Hekimler bu yıl ilk olarak 8 Şubat’ta, ardından 14 Mart Tıp Bayramı ile 15 Mart’ta iş bırakmış ancak bu tarihten sonra da talepleri karşılanmamıştı.

TBMM Plan ve Bütçe Komisyonu’nda kabul edilen Sağlıkla İlgili Bazı Kanunlarda ve 375 Sayılı Kanun Hükmünde Kararnamede Değişiklik Yapılmasına Dair Kanunu Teklifi ise içeriği nedeniyle eleştiri oklarının hedefinde yer almıştı.

TTB: Hekimler bu kötülüğü unutmayacak

Hekimlerin hakkının yendiğini ileri süren Türk Tabipleri Birliği (TTB) ise Twitter hesabından yaptığı paylaşımda özlük haklarıyla ilgili düzenleme yapılacağı söylenerek aylardır "oyalanmalarına" tepki göstermişti.

TTB paylaşımında, "Bizleri çalışamaz, sağlık sistemini işlemez noktaya getiren sağlık politikalarının uygulayıcıları tarafından TBMM'ye sunulan yasa teklifinin yetersizliklerine dair tüm itirazlarımıza rağmen komisyondan değiştirilmeden geçirildi.
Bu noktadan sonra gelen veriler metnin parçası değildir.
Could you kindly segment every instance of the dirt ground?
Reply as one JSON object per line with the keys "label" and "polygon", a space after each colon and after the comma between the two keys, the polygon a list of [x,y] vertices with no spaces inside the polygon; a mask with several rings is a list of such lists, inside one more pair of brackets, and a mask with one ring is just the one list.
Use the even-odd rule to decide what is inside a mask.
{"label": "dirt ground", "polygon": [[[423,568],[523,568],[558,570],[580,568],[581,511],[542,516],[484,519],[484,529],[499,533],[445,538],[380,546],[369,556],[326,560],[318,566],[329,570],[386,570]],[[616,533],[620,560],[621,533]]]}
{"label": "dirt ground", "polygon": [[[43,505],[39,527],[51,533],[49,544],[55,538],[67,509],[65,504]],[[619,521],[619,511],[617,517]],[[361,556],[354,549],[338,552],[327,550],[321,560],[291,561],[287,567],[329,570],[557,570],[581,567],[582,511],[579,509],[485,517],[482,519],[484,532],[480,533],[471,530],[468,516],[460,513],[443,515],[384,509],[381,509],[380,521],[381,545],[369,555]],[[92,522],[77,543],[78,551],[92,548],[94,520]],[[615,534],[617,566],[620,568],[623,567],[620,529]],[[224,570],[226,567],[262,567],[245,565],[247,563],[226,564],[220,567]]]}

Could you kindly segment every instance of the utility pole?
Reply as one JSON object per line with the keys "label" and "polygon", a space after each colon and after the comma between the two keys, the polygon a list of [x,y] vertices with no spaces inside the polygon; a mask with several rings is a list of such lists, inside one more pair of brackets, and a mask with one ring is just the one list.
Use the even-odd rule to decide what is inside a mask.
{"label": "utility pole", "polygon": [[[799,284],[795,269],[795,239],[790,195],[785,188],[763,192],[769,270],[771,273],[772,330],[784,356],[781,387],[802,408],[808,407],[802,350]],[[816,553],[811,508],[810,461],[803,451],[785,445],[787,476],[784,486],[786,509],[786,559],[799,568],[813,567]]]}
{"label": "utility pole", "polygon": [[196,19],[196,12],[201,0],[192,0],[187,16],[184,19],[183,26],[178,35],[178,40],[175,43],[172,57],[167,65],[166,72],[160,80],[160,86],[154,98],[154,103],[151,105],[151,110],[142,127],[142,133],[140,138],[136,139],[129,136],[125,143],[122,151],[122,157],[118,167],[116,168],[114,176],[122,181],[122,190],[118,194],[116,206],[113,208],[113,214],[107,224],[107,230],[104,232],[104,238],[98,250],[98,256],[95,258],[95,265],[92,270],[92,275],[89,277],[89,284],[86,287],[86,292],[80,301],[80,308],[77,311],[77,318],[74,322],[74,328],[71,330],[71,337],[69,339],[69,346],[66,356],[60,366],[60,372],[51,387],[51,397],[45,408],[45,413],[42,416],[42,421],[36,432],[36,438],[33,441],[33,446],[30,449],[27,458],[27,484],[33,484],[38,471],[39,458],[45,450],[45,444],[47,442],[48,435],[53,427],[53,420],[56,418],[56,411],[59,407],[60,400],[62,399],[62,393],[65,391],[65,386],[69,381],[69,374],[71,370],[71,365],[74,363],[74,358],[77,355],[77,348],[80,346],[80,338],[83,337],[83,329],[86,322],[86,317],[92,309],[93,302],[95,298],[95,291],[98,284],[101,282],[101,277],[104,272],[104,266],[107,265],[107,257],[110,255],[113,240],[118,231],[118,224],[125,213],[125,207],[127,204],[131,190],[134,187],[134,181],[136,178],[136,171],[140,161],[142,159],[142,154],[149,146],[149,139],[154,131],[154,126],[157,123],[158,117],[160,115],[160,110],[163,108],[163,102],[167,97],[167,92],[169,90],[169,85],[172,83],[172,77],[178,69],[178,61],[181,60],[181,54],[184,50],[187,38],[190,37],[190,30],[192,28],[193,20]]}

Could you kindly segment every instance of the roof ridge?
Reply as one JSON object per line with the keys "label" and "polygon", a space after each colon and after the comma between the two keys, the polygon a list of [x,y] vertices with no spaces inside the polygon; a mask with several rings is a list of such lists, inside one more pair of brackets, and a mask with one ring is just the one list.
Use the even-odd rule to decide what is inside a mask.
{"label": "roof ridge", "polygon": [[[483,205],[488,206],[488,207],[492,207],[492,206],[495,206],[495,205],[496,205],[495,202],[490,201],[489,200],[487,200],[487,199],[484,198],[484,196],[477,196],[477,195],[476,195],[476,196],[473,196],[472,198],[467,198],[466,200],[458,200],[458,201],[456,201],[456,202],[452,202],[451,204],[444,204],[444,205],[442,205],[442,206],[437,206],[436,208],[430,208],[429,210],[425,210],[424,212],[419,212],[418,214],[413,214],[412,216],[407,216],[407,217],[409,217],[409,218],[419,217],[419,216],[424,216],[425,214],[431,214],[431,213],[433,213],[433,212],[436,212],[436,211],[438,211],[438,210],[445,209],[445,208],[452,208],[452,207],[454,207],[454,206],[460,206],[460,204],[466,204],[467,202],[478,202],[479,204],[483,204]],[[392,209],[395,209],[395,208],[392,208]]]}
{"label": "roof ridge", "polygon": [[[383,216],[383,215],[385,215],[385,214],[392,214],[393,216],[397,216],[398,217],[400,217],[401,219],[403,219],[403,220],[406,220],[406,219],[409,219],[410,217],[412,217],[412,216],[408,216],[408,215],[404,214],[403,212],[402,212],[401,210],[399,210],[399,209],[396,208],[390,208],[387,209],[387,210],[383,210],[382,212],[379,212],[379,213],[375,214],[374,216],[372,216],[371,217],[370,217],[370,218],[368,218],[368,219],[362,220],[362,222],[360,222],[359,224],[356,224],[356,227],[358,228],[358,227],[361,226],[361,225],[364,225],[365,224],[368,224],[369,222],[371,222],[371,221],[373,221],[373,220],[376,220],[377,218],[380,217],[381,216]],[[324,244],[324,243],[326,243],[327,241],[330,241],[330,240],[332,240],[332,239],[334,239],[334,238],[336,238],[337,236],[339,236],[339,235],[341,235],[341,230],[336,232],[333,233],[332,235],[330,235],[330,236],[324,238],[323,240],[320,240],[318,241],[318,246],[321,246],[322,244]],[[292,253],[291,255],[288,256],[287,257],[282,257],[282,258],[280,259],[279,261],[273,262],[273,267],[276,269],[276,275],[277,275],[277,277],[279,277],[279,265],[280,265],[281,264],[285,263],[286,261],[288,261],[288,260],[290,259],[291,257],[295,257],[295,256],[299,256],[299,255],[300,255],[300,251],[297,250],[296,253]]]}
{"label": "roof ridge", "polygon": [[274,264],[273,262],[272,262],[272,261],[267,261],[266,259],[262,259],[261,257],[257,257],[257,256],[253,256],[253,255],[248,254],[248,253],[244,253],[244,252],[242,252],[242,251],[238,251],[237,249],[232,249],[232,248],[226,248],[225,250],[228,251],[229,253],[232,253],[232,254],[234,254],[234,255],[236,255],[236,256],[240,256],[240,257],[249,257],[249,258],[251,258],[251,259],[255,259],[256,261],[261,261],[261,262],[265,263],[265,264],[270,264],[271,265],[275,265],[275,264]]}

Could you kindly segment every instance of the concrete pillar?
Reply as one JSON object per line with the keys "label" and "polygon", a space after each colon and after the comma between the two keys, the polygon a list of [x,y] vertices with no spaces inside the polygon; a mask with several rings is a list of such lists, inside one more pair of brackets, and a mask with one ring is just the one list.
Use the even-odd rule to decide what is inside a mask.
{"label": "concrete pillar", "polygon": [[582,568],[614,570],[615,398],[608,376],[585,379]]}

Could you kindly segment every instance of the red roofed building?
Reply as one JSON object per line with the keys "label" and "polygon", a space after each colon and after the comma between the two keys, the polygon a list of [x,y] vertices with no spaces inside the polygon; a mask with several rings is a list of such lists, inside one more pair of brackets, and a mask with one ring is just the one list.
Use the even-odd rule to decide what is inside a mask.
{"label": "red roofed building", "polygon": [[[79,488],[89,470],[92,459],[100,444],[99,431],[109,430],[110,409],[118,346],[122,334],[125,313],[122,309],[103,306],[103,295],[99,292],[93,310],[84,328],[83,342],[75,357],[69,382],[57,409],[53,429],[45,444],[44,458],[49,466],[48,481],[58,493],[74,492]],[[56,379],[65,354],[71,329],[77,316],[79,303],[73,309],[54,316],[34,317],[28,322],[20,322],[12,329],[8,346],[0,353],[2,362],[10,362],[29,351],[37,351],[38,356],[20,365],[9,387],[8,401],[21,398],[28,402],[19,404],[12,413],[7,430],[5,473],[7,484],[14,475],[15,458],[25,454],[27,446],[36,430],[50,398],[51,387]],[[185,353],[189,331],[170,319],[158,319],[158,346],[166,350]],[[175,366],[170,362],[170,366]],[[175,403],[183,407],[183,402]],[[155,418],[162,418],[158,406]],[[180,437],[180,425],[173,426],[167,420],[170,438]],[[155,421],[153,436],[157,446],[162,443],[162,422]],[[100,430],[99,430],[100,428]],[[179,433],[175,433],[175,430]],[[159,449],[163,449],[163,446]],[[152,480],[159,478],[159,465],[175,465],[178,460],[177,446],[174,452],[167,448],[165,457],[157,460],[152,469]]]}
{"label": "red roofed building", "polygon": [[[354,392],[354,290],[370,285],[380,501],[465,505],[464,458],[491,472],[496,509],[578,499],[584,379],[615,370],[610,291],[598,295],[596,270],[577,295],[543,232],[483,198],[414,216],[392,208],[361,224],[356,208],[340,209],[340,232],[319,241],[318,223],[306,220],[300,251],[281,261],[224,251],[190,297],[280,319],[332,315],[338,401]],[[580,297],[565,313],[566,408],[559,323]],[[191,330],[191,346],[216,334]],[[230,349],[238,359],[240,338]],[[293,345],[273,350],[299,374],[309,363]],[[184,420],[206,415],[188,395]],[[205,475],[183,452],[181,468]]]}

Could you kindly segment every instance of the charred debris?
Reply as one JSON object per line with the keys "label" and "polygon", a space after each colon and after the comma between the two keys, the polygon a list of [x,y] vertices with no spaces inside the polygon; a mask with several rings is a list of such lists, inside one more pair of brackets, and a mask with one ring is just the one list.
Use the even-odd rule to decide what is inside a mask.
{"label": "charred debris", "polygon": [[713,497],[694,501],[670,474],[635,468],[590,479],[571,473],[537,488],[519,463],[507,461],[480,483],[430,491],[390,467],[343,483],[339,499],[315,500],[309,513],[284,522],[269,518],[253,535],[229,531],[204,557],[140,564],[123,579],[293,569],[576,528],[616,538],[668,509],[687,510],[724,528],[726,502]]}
Hekimler bu kötülüğü unutmayacak! Süreci takip etmeye ve mücadele etmeye devam edeceğiz" ifadelerine yer vermişti.

 

 

Birlik, doktorların yeniden grev yapacağını ise şu ifadelerle duyurmuştu:

"TBMM Genel Kurulu'na teklif olarak sunulan, haklarımızı gasp eden düzenlemeye karşı; Tüm Hekimleri, Sağlık Emek-Meslek Örgütlerinin Bütün Bileşenlerini 14 Haziran'da 1 günlük iş bırakmaya davet ediyoruz!"

Yalnızca TTB değil, Hekimsen de sağlık politikalarında yanlış uygulamaların bulunduğu gerekçesiyle tepkili. 
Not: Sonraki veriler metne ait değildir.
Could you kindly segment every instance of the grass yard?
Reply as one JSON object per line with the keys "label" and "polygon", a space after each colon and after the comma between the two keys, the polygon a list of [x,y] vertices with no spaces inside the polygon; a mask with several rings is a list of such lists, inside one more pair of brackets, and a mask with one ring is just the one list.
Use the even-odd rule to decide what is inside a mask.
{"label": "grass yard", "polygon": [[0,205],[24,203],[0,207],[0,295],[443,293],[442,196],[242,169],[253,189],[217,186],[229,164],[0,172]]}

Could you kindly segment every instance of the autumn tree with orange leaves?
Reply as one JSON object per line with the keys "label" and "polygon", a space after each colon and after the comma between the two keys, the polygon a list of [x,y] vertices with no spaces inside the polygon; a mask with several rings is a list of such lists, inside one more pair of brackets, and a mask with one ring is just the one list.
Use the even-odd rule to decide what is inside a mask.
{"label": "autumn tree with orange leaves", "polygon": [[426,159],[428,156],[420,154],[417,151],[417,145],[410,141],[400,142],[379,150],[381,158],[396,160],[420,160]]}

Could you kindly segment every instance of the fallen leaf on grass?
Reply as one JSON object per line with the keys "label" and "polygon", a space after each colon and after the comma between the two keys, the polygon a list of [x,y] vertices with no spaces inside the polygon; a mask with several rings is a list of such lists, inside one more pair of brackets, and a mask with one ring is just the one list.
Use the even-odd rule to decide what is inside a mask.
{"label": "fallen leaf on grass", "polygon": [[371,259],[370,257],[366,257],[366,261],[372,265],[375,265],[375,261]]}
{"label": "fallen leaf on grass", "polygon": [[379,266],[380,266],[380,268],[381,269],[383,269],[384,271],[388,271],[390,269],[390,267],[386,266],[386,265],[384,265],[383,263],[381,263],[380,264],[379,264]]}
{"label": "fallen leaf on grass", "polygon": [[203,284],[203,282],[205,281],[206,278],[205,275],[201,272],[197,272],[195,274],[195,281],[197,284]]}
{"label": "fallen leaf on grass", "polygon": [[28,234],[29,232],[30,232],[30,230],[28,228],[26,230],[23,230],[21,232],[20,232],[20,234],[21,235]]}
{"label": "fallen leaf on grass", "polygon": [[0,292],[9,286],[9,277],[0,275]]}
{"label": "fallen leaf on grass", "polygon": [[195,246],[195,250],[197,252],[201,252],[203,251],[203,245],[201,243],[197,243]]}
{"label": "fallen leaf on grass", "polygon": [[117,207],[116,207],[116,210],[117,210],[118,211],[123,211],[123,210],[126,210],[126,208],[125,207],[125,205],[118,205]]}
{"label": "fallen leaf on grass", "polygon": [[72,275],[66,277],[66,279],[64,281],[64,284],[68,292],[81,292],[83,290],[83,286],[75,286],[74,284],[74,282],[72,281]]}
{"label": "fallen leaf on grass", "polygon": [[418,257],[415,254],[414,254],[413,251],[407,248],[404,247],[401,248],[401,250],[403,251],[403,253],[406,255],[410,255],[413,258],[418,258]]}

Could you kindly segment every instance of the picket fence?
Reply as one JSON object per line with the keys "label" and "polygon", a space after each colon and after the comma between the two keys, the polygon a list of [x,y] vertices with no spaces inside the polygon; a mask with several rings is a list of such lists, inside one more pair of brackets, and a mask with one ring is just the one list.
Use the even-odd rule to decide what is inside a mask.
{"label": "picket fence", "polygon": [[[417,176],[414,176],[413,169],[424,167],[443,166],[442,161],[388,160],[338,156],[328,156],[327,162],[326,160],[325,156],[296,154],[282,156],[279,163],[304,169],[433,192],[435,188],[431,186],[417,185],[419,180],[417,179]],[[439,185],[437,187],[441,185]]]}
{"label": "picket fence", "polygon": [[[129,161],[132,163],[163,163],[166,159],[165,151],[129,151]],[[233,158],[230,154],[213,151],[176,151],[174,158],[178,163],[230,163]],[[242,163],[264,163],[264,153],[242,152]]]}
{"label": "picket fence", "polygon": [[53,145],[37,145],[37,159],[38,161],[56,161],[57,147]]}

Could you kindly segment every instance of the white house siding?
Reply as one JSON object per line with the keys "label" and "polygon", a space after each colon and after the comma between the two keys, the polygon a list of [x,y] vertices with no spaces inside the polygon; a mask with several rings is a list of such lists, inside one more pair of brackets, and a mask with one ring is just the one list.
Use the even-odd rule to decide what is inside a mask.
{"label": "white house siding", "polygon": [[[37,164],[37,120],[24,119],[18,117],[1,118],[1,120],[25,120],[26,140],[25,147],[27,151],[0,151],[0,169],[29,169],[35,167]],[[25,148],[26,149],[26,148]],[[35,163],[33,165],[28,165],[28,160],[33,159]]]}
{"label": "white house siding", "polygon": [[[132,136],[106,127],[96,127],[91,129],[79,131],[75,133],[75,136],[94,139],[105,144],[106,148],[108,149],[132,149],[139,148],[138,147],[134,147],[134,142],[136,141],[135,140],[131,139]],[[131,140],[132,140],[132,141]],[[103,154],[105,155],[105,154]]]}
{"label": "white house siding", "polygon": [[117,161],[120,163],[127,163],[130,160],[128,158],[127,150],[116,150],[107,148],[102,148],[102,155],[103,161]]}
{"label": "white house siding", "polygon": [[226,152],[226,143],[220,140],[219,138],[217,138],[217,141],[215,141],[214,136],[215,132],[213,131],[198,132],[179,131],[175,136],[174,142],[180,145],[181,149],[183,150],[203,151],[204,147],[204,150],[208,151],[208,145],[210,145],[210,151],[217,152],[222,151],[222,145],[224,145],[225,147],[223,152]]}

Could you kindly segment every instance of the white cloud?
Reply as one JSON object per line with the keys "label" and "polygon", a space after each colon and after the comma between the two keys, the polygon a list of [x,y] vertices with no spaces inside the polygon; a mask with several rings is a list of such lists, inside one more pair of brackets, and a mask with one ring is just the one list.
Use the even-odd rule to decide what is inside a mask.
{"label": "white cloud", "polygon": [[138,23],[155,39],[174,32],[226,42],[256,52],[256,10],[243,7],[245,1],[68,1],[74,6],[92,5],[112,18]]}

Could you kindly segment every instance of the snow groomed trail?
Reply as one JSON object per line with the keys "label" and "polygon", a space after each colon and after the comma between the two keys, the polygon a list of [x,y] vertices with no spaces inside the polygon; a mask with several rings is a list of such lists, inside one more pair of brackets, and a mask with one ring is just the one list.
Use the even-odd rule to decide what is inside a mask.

Hekimsen: 1 gün 100 bin hekim

Yarınki iş bırakmayı "1 Gün 100 Bin Hekim" eylemi olarak niteleyen Hekimsen, doktorların taleplerini ise şöyle sıraladı:

"Etkin bir sağlıkta şiddet yasasının çıkarılması, malpraktis yasasının çıkarılması, özlük haklarında iyileştirilme yapılması, Aile Hekimliği Sözleşme Ödeme, Yataklı Tedavi Kurumları İşletme, Hasta Hakları ve Sicil Amirleri Yönetmeliği'ne tıp standartlarının dışına çıkmış tüm yönetmeliklerin düzenlenmesi ve hekimlerin hak ettikleri gelire ulaştırılması."